Mais entrons dans ces essais. « Écrire, suggère Rolin, on le fait pour arriver à de la beauté avec les mots. » Cette beauté tient à l’expression juste, « inchangeable ». Elle naît aussi d’un déplacement : c’est « une phrase sortie de ses gonds », comme l’écrivait Céline. Rolin insiste sur l’idée de déplacement qui lui servira aussi à définir le style, et l’écrivain dans son temps : « Le devoir de l’écrivain, sa façon à lui d’être “moderne”, c’est de se retrancher de l’extrême contemporain pour transmettre une forme qui disparaît, dans une langue qui isole. Voyez Faulkner, voyez Proust. »
Cet exil c’est aussi la position du stylite, ermite debout sur la colonne, debout comme la langue, par opposition à la langue des médias, à la langue commune qui se vautre. Rolin joue sur les divers sens que prend « stulos », rappelant ainsi que ce mot désigne le poignard par lequel l’écrivain tue ses pères. Mais aussi, et c’est plus que jamais utile aujourd’hui, c’est selon Barthes, « la pratique écrite de la nuance ».
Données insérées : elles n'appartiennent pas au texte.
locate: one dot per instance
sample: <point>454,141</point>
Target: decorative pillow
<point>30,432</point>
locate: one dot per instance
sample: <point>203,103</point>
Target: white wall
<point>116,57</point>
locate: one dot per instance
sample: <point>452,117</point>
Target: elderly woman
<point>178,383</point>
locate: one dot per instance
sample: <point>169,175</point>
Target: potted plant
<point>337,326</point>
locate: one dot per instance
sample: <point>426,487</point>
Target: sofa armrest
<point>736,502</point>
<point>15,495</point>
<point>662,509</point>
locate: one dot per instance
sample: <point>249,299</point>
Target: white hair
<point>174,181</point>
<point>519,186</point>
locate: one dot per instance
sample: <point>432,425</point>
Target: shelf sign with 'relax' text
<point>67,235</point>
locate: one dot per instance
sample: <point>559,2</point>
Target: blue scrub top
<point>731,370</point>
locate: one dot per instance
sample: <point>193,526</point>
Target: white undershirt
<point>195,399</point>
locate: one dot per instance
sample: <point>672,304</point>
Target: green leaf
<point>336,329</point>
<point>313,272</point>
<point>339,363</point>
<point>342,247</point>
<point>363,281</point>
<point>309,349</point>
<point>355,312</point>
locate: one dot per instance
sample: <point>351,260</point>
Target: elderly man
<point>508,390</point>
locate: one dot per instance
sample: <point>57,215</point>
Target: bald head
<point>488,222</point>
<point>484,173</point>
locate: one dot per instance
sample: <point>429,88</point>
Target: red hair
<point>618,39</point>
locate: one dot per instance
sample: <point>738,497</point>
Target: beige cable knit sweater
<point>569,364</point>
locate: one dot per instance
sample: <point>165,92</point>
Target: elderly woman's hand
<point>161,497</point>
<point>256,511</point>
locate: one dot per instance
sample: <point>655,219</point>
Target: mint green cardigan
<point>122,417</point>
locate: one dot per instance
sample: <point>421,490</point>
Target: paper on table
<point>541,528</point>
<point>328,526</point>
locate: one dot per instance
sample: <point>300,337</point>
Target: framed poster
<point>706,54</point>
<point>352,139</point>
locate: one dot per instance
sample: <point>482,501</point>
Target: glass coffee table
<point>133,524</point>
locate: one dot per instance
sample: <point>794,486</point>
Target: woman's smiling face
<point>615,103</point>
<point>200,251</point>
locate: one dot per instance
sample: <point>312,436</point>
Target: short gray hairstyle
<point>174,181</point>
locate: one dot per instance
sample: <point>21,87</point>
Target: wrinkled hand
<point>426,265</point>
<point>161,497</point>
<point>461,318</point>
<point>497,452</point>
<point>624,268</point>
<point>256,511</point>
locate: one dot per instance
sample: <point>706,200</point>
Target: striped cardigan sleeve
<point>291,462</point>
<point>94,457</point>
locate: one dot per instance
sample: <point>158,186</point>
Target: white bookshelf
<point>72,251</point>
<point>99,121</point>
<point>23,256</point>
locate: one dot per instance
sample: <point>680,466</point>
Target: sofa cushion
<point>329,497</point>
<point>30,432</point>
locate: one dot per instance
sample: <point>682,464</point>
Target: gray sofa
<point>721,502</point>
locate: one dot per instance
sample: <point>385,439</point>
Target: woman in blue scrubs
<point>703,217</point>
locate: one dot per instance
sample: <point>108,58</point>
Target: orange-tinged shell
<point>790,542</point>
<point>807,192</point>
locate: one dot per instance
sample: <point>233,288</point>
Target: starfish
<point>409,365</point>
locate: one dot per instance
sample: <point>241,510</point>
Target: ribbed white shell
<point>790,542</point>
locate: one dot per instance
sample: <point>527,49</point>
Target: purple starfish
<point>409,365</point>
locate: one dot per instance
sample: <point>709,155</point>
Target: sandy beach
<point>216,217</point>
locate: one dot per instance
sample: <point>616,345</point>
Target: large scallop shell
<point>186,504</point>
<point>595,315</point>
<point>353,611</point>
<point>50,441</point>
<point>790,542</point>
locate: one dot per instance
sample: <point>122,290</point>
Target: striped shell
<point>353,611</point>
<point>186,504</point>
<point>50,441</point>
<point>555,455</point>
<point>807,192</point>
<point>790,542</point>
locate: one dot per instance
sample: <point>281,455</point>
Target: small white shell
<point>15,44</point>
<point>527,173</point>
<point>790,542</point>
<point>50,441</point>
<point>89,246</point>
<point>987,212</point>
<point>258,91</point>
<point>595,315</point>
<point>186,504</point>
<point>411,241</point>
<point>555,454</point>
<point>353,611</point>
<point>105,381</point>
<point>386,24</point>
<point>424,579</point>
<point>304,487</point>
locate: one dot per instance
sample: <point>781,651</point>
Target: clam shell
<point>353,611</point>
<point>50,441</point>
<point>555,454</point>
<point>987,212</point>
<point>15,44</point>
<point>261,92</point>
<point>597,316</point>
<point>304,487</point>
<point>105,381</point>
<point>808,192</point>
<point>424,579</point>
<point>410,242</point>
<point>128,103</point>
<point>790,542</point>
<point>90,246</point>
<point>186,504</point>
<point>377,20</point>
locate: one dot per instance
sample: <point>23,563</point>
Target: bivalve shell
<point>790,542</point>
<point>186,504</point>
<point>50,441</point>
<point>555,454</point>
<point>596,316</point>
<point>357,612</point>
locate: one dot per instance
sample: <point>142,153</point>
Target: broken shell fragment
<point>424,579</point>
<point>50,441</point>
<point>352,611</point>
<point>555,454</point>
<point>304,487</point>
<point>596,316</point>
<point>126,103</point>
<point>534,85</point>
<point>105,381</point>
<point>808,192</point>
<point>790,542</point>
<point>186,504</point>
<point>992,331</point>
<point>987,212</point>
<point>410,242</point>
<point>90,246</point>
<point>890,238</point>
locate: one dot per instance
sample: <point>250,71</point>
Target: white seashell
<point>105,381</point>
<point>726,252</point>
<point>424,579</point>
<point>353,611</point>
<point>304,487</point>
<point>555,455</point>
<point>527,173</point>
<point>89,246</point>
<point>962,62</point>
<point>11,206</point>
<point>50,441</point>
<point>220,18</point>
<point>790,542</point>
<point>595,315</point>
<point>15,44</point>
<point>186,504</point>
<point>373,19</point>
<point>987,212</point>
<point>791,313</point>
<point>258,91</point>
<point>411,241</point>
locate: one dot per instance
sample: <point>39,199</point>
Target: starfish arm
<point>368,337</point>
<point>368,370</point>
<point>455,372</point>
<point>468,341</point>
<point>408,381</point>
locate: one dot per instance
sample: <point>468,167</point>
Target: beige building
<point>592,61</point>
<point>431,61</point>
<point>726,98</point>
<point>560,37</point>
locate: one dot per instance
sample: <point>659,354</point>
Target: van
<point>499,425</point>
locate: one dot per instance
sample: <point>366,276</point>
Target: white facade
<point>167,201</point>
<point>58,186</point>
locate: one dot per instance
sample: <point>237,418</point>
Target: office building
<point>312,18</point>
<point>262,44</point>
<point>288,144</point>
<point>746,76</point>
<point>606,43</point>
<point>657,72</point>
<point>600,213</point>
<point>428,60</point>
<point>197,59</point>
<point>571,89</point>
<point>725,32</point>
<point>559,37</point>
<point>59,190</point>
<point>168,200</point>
L’essentiel de sa réflexion porte sur le roman, art de l’ambigu, « jamais arrogant ni terroriste ». Ce genre très riche, servi de façons si variées met en valeur « nos destinées toutes tramées d’équivoques ». Dostoïevski était fasciné par Don Quichotte qu’il trouvait beau parce qu’il est en même temps ridicule. Le roman est l’art du multiple, du mouvant, du changeant ; c’est la « métis » grecque, incarnée par Ulysse l’avisé, le sage, le rusé.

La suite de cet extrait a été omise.